My husband is the dearest person for me. He is sweet, kind and respects me. But he is not also an easy person to deal with. He is lazy and picky – especially when it comes to food.
We are together for 6 and a half years, and almost 5 years married. During entire this time I tried to convince him to start eating healthier food, quit smoking, sleeping earlier and engage himself with a sport/fitness.
It was only last year (2015) when we started to have this talk seriously – and not because I was more serious but because he was listening to me more seriously. By the end of the year he said my resolution for 2016 is to start eating healthier, quit smoking and start running and playing basketball. Of course I was happy but not as much as I would expect myself to be.
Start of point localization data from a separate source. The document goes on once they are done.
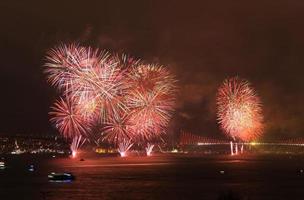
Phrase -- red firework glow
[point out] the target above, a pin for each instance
(68, 119)
(239, 110)
(129, 100)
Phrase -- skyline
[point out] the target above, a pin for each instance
(201, 47)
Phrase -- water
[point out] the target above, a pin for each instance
(157, 177)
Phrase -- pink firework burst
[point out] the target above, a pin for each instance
(239, 110)
(68, 119)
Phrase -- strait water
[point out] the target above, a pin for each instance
(157, 177)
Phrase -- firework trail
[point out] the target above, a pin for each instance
(129, 100)
(239, 110)
(124, 146)
(88, 76)
(77, 142)
(68, 119)
(149, 149)
(117, 129)
(151, 100)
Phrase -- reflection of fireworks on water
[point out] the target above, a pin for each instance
(124, 146)
(239, 110)
(77, 142)
(149, 149)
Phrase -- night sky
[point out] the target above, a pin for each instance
(202, 42)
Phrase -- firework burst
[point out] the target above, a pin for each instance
(121, 96)
(151, 100)
(239, 110)
(68, 119)
(77, 142)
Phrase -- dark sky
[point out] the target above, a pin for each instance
(203, 42)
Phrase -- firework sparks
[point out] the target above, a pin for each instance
(124, 146)
(68, 119)
(239, 110)
(152, 100)
(128, 99)
(149, 149)
(77, 142)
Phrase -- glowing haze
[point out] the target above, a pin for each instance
(239, 110)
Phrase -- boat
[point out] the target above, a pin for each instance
(61, 177)
(2, 165)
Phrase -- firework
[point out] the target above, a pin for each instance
(151, 100)
(149, 149)
(124, 146)
(117, 129)
(239, 110)
(77, 142)
(124, 98)
(68, 119)
(88, 76)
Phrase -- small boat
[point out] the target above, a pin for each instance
(2, 165)
(61, 177)
(31, 168)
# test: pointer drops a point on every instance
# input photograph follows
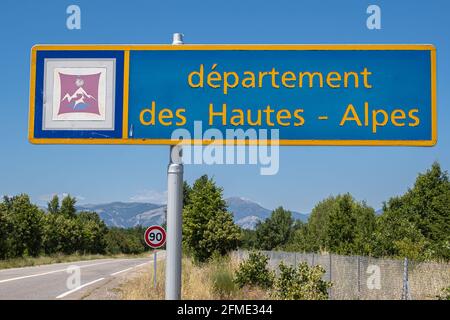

Why? – because I didn’t believe him. Not that I don’t believe what he says but because he was promising me to start a new life and leave behind his life he really loves. He enjoy eating hamburgers – he never even tried vegie – food because he said “vegetables are tasteless – they taste like grass”. Cigarettes are his toys, his moment of calm – and I never imagined him quitting. As per exercises I didn’t even tried to really ask him, because he is so lazy he even goes to buy bread with car in a bakery which is 2 min -walk away from our apartment.
It was January 2016, just after New Year party when he woke up in the morning and said I want omelet with vegetables. WHAT? – Was I hearing him correctly? – Cook us something healthy today and tonight I’m starting to run.. “Cmon honey why don’t you wait for the snow to melt first, how you’re going to run in the snow?” – was my question. ‘Rudina, I gave a promise to myself and you and there’s nothing stopping me. If I start finding excuses -oh trust me I will find everyday an excuse and will never make any progress, so instead of pushing me back on my goals I need your full support. And if you ever see me quitting you need to promise me you will push me forward’ – “Woaw” this was all I could think and say.
I consider myself stubborn and goal oriented but seeing my husband talking and acting differently just in one single day I really mean WOAW – that was surprising as hell. For one month and a half since that day he in fact taught me and showed me that I’m not even close to being stubborn and goal oriented.
I’m really proud of him! – He did it on his own everything he did until today and seeing him all happy and newly-born I don’t think he will ever step back. When nobody believed in him – including myself – he moved on – looking back to us with a smile of achievement in his face. Now I know he will never give up because he passed the hardest part of his journey. The only thing he left behind is jealousy. I will give birth hopefully by the end of March and then I need to start following him in his path otherwise I will die from the jealousy – Just kiddingJ.. I’m really, really, really proud of him!